この作品は額縁形式に意味があり、それは確かにぞっとします。しかしながらあまりにも唐突で、そもそも辻褄が合っているのかどうかよくわからない中途半端さがつきまといます。骨女と骨なし女で平仄が合っているといえばそうなのですが。
「イパリア」(Hipalia,1907)★★☆☆☆
――ある雨の晩、彼がイパリアを拾ったとき、彼女はまだ三歳の女の子だった。十六歳になるころには、驚くほど美しい娘に成長していた。みずからの美貌に溺れるあまり、自尊心に我を忘れてしまった。一日じゅう地下室に閉じこもり、白い壁にむかって座りつづけるのである。彼女によると、壁には、水銀を施したガラスの鏡よりも鮮明な像が映し出されるのだという。
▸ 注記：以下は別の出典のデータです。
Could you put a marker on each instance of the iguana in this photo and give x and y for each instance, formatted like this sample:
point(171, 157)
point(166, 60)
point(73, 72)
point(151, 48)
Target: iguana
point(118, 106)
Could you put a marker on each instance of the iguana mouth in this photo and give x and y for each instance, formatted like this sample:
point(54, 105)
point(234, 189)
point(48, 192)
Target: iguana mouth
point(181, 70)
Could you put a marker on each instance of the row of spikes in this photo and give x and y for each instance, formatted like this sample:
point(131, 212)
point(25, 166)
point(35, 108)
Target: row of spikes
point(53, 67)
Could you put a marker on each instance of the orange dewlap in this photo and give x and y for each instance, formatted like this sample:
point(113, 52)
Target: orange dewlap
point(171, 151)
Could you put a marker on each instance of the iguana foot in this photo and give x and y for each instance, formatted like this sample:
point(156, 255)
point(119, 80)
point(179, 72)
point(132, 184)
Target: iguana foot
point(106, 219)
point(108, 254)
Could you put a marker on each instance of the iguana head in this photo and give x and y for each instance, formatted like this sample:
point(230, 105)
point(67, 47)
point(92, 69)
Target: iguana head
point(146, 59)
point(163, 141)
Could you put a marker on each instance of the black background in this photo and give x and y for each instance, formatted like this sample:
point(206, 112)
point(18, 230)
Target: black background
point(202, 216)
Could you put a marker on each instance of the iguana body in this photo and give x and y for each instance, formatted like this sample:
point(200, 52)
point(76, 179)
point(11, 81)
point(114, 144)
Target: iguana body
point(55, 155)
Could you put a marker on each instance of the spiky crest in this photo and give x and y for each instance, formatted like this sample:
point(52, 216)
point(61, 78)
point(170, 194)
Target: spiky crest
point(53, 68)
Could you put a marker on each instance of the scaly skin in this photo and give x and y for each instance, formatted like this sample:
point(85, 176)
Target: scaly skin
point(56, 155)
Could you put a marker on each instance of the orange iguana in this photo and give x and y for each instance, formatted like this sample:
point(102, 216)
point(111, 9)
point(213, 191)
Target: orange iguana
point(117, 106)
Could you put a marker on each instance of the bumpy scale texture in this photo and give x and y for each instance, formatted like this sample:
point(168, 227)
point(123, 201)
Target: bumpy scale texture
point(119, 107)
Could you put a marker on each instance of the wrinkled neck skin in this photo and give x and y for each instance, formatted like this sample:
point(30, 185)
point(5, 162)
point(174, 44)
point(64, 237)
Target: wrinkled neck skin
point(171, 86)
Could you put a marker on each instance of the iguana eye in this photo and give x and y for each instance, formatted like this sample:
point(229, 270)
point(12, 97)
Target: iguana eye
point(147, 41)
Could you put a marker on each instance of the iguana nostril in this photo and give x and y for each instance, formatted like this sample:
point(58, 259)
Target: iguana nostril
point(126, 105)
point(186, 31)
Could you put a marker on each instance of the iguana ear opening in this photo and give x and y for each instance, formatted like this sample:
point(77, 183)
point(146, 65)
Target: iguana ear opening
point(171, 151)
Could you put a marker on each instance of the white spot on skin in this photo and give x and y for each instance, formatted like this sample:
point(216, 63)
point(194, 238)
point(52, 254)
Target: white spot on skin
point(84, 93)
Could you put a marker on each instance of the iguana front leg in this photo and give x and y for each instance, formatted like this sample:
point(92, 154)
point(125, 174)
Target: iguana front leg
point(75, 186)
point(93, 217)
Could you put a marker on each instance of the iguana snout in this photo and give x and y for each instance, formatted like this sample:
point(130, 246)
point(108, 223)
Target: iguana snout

当人が望んでいたとおり壁に映し出された話なのですが――最後に怪異を確かめるために温度計を持ち出すあたり、ピントがずれていると思うのですが、あるいはこれがリアリティのある細部なのかもしれず、どうもすっきりしません。
「不可解な現象」(Un fenómeno inexplicable,1898)★★☆☆☆
――わたしは紹介状を手にその男に宿を借りた。食事の最中、インド駐留中の話になった。「ヨガ行者に感銘を受けたわたしは修行にとりかかりました。二年が経過するころには意識の転移が可能になりました。しかし目覚めた能力は次第に御しがたいものになっていきました。放心状態がつづくと自我の分裂が引き起こされるようになったのです。ある日のことです。意識を取り戻すと、部屋の片隅に何かの影を認めました。それはなんと猿でした」
絵の心得がないから人間ではなく猿の形になってしまった――ではギャグになってしまうので、絵の心得がないのに猿の形が描けてしまったのが怖いということでいいのでしょう。どうも「イパリア」の温度計同様、余計な一言に思えてしまいます。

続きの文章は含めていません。